In the next course of action towards sealing the Jaguar Land Rover deal, 40-50 agreements are likely to be signed and intellectual property rights issues need to be sorted out, reports Raja Rajeshwari, CNBC-TV18. Ford may retain a residual stake, like in the Aston Martin deal. Also, its role as power train supplier and short-term servicing needs to worked out.
If the Tatas do manage to close the deal with Ford, what are the financing options available to them?
All eyes are on how this deal is going to be financed and of course, going by the Tata way, this is likely to be through a special purpose vehicle (SPV), though the question remains about the equity that would need to be pumped in to this SPV.
Analysts say, this is likely to go the Corus way. There will be a SPV where Tata Sons and Tata Motors will pump in some equity. If that is the case, one would need to examione the equity component that both will bring. Secondly, one also needs to know is in whose books is it going to be leveraged on - Tata Motors' or Tata Sons' books.

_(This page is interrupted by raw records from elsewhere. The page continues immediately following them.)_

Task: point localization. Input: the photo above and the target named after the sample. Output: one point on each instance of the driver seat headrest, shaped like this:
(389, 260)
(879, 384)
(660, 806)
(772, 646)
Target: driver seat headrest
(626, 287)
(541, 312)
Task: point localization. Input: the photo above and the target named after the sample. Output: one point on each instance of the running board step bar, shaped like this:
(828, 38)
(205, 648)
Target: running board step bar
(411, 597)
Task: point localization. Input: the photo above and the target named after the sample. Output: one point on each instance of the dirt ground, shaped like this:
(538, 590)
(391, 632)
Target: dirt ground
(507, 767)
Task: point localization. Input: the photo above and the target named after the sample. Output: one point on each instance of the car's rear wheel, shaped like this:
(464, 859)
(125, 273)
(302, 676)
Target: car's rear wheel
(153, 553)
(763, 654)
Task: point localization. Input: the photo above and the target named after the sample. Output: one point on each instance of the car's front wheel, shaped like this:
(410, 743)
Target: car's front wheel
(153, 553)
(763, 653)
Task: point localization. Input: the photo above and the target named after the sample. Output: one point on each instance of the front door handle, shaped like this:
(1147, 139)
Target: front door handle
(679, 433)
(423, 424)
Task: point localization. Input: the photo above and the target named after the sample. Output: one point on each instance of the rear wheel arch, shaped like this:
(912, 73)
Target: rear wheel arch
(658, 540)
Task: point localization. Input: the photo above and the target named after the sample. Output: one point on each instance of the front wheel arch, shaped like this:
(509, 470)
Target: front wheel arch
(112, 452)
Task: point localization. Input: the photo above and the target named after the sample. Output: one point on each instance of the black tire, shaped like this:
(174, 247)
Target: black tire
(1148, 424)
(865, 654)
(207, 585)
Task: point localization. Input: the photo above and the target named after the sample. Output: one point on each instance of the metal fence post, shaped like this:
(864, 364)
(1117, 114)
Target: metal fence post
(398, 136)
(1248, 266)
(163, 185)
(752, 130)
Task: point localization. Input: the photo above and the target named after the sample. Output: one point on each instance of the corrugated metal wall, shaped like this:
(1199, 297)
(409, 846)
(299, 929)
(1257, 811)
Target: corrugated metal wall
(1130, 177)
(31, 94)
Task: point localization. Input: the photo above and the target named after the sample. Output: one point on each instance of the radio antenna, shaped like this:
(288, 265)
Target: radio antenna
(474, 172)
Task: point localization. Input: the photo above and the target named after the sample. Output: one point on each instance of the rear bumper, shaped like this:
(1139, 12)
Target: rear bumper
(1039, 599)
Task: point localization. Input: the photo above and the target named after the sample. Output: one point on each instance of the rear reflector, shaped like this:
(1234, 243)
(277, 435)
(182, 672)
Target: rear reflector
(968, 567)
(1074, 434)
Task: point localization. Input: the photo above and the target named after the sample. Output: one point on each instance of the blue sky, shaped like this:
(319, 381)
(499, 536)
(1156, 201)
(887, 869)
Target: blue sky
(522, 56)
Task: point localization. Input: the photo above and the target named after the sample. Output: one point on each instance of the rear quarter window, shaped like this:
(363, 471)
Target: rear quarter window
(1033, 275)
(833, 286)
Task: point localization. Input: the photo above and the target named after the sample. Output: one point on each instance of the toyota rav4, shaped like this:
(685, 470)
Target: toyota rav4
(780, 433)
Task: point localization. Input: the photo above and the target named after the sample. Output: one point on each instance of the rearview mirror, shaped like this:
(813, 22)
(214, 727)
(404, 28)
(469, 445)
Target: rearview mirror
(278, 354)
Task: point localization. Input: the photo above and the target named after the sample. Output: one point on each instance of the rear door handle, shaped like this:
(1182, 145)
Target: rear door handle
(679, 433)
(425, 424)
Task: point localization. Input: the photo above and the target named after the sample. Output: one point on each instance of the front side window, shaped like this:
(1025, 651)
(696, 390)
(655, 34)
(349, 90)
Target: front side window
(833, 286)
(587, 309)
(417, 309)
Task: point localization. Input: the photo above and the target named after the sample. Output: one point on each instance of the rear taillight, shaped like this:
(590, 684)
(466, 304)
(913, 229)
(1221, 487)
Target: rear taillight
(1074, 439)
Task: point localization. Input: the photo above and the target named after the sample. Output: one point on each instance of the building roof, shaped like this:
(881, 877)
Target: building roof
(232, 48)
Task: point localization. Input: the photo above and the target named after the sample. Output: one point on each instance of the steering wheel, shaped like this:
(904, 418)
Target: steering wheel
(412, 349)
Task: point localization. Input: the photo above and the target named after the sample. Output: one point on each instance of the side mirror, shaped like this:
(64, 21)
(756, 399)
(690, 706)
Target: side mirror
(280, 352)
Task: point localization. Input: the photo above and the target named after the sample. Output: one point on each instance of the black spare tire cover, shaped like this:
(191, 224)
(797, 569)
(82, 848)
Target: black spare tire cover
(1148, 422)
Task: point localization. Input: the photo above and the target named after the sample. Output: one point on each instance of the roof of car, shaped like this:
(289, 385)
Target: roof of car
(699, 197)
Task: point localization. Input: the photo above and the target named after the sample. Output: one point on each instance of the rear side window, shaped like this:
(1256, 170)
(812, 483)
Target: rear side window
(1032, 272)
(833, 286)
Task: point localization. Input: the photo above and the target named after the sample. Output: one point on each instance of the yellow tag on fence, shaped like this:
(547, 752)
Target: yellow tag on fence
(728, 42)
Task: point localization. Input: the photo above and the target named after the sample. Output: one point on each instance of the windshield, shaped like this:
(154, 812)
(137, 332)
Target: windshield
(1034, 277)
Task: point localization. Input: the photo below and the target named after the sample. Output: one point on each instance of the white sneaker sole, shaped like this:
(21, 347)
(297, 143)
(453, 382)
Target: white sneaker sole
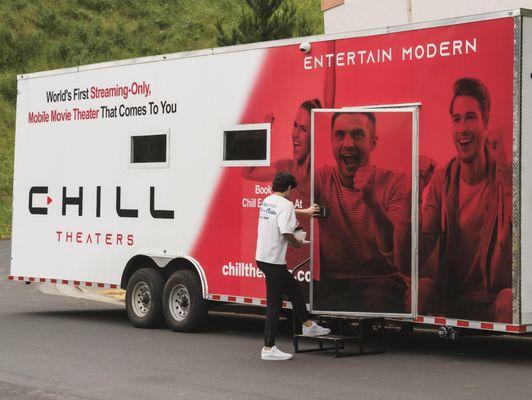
(275, 358)
(314, 334)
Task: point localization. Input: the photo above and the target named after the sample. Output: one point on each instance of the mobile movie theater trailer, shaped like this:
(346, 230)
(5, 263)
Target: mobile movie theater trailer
(147, 174)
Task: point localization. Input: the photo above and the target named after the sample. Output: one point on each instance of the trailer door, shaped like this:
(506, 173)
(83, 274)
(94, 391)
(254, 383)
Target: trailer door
(364, 177)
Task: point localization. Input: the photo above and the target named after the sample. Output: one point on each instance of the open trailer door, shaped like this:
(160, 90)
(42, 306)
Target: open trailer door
(364, 177)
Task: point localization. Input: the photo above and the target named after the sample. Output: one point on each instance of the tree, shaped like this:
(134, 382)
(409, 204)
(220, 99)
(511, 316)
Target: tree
(261, 20)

It's more likely going to be Tata Motors' balance sheet that is likely to be leveraged because, unlike in the case of the Corus SPV, where the debt was taken in SPV, and financed from the profits that Corus was making, here we are looking at the asset going into an SPV and the asset itself not making profits for one or two years. So, a balance sheet of a company which is making profits has to be leveraged.